Pennsylvania’s Mohegan Sun Pocono Casino Finds Sports Betting Partner

Another Pennsylvania casino has found a partner for land-based and remote sports betting, as well as real-money online casino gambling.
Mohegan Sun Pocono

Pennsylvania’s Mohegan Sun Pocono casino and the Kindred Group, based in Malta, have announced a new “strategic partnership” for the state’s gambling expansion opportunities.

The two groups said in a presser that the agreement is good for five years, with the option for 5-10 additional years. The deal marks Kindred Group’s (formerly Unibet Group) path for entry into the Keystone State. The company is also moving through the regulatory process in Garden State for online gambling through a partnership with Hard Rock AC.

Kindred Group is seeking both online and land-based sports betting in Pennsylvania, as well as online casino gaming, according to the presser. Mohegan Sun is not seeking to offer peer-to-peer online poker. The operator also offers online casino games in New Jersey, through a partnership with Atlantic City’s Resorts casino. Its NJ online casino, which is powered by SG Digital, launched in 2015.

Mohegan Sun gave a presentation to the Pennsylvania Gaming Control Board in November, which is the most recent public discussion of its sports betting and online casino plans.

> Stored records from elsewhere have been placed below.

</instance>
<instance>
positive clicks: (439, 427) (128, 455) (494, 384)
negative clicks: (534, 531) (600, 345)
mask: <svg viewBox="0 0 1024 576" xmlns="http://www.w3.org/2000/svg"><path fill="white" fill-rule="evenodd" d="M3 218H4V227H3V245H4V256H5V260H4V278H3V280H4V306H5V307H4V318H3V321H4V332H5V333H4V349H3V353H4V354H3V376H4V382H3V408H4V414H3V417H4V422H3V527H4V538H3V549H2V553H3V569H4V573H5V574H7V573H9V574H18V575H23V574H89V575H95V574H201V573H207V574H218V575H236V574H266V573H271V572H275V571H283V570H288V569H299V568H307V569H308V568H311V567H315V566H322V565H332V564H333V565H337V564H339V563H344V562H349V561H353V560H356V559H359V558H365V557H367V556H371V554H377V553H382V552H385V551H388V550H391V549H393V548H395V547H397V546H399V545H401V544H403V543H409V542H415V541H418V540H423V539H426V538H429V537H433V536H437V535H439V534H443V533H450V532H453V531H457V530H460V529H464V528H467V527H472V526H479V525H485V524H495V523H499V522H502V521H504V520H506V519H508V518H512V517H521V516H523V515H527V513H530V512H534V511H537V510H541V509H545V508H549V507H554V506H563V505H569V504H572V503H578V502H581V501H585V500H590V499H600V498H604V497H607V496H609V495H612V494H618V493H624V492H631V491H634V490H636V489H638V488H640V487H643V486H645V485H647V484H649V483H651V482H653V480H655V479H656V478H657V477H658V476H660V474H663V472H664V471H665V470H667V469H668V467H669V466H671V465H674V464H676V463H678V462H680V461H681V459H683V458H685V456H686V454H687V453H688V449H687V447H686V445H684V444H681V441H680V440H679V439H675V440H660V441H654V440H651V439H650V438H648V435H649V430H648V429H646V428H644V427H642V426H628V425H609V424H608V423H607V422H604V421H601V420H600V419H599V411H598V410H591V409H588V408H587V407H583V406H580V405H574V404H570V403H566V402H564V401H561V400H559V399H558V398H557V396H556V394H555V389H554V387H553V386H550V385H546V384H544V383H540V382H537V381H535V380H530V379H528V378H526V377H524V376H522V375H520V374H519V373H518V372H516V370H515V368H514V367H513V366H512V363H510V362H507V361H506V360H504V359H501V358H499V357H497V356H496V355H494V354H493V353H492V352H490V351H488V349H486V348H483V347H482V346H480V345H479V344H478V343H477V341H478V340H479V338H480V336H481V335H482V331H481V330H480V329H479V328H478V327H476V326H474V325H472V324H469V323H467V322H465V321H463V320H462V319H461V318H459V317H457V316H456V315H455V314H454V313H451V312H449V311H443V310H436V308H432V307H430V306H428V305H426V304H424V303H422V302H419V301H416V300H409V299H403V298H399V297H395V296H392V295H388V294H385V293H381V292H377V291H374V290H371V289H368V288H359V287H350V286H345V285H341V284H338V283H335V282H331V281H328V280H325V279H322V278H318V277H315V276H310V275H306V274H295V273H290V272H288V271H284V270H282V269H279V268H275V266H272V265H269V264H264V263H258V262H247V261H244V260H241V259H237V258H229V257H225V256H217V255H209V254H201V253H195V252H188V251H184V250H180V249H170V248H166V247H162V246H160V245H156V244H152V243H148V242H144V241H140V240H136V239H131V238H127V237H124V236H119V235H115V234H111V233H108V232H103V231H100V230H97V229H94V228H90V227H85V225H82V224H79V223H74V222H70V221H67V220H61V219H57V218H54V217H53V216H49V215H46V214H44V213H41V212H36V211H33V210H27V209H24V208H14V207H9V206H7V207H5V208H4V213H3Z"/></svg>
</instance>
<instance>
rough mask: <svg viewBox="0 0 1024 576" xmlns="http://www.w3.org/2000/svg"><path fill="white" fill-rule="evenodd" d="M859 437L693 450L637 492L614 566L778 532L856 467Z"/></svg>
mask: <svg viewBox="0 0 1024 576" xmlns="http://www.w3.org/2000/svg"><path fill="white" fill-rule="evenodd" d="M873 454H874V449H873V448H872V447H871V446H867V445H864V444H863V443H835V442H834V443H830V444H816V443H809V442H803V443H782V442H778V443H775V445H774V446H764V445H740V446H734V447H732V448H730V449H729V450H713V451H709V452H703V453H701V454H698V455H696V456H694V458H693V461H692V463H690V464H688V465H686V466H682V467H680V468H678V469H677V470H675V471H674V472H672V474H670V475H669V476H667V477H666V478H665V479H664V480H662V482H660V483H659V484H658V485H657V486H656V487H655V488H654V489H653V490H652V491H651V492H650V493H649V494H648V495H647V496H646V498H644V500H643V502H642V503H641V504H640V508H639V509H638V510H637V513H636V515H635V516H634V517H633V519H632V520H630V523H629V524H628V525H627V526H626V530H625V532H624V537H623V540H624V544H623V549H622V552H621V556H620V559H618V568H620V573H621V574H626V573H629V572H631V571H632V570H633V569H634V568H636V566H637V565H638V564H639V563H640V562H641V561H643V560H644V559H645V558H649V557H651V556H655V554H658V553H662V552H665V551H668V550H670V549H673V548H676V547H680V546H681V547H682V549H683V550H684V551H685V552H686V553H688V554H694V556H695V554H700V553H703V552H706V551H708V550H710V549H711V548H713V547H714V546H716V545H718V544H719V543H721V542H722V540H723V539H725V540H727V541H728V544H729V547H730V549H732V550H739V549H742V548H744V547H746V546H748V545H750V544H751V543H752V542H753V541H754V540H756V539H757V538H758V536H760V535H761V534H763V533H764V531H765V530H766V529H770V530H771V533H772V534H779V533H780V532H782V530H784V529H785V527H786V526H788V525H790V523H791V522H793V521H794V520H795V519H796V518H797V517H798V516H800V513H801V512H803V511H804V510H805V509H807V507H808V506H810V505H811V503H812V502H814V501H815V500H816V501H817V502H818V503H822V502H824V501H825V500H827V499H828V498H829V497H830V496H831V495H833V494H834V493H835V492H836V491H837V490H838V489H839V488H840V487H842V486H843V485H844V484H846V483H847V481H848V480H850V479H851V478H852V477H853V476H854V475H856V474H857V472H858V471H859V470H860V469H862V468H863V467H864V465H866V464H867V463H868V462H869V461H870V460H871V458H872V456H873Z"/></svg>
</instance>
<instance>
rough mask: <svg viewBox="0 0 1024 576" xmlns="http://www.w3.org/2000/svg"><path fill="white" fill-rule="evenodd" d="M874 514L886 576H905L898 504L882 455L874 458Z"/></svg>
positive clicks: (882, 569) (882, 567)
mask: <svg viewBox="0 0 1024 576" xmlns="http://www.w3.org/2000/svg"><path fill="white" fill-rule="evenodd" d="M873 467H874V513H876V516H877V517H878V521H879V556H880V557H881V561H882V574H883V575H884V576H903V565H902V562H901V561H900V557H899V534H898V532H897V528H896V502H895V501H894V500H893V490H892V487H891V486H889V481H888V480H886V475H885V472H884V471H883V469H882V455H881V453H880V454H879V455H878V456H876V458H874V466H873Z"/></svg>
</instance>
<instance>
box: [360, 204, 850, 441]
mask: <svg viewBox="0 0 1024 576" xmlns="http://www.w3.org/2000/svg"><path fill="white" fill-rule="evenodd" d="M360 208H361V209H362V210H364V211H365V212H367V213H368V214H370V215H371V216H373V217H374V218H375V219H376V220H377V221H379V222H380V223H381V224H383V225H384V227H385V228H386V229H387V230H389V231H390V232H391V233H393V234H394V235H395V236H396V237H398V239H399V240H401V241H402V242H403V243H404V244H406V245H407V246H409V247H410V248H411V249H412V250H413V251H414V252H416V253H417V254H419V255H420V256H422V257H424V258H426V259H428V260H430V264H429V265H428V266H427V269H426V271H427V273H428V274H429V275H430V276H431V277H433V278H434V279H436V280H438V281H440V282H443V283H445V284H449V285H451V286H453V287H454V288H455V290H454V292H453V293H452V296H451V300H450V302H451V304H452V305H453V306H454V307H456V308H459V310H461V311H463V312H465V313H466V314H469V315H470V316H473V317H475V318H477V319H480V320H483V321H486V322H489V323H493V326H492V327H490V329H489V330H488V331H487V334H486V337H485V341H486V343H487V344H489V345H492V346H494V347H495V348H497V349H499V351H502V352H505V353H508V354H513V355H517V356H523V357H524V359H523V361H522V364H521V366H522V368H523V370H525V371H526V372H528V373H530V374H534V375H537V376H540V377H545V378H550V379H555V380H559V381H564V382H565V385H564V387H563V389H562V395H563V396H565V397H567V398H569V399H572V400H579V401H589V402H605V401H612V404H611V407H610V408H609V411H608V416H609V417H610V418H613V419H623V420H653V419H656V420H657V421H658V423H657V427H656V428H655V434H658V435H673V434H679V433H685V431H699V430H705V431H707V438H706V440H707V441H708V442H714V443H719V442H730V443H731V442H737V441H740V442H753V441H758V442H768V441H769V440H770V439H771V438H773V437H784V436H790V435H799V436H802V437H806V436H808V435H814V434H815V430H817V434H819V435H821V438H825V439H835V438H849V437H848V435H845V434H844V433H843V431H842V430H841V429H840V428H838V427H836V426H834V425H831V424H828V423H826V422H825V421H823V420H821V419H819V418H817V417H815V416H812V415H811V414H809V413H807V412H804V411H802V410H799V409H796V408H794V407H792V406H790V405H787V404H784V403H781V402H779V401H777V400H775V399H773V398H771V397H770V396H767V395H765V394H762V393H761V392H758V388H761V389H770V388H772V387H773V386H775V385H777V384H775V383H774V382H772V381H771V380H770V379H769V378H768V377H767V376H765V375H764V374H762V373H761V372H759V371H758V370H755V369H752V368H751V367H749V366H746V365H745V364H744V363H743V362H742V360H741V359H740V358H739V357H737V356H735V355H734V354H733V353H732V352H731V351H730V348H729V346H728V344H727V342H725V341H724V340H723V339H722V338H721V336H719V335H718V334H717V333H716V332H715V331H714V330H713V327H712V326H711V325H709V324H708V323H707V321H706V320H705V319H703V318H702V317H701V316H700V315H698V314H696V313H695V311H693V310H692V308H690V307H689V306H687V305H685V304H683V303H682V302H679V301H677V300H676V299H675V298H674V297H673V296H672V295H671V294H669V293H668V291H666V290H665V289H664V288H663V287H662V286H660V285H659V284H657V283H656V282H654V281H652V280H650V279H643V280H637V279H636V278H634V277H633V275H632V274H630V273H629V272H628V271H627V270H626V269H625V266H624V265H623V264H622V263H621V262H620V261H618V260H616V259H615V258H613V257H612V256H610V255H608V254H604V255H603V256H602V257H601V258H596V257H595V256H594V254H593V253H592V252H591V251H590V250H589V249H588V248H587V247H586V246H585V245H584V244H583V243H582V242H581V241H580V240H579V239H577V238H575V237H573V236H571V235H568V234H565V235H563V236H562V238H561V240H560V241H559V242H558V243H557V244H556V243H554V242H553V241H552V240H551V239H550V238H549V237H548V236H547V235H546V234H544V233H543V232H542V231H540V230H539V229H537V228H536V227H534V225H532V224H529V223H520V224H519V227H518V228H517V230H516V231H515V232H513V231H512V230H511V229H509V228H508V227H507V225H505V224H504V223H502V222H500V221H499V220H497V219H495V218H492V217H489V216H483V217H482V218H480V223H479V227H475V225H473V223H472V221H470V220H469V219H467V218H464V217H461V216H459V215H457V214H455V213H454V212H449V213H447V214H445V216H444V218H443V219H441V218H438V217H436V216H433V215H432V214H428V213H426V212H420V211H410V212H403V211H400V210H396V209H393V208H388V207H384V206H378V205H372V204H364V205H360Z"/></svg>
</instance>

The Unibet brand will also be utilized in PA. There will be a Unibet sports betting lounge at Mohegan Sun Pocono, located in Wilkes-Barre, Pennsylvania. The location of the sportsbook reportedly hasn’t been finalized yet. The casino is reportedly eyeing an opening in time for the upcoming NFL and college football seasons.

Arrangement brings another top brand to PA

Though the casino is a relatively small one in the Pennsylvania gambling hierarchy, Mohegan Sun has found a world-class partner for sports betting, which PA charges a $10 mm license for.

“We’ve aligned with one of the best online casino and sportsbook operators in online regulated markets which will allow us to offer best in class experience to our existing customers as well as attracting new ones”, said Aviram Alroy, VP Interactive Gaming at Mohegan Gaming and Entertainment.

Manuel Stan, SVP of Kindred US, commented:

“We are excited and proud to extend our US footprint into one of the largest US states to regulate both online sports betting and casino. Finding a strong partner who shares Kindred’s dedication to customer experience and values has been critical, and I am delighted that we have found just that in Mohegan Sun Pocono. I am confident that Kindred and Mohegan Sun Pocono will offer customers in Pennsylvania a truly great online sports betting and casino experience.”

Kindred looks elsewhere

Kindred Group said it will “continue to invest in growing its US operations where market conditions support a sustainable business model.” Expect more partnerships for the group.

Believe it or not, Kindred already has close connections to Pennsylvania sports betting. Kindred and the Kambi Group, the latter of which powers several existing Pennsylvania land-based sportsbooks, have long been business partners. The firms currently have a sports betting deal in New Jersey.

Kambi is a spinoff of the Kindred Group.

Kambi also has a sports betting deal with DraftKings, which has a deal with Resorts Casino in New Jersey. As one can see, there’s a lot of overlap in the emergent U.S. online betting market.

Big year for Pennsylvania gambling

Pennsylvania sports betting didn’t kick off until November, so the industry is still in its infancy. There’s also no mobile betting yet, and online casinos have yet to launch.

New forms of gambling are intended to help the state’s casino market. The state’s 12 casinos won a combined $3,248,681,377 from slot and table game gamblers last year, up just 0.67% over 2017. Revenue hasn’t grown much over the past handful of years.

A full year of Pennsylvania sports betting, with more books opening and mobile platforms launching should make 2019 a record-shattering year for the state’s casino market.  Online casino could be delayed, however, thanks to regulators adjusting to a new federal interpretation of the 1961 Wire Act.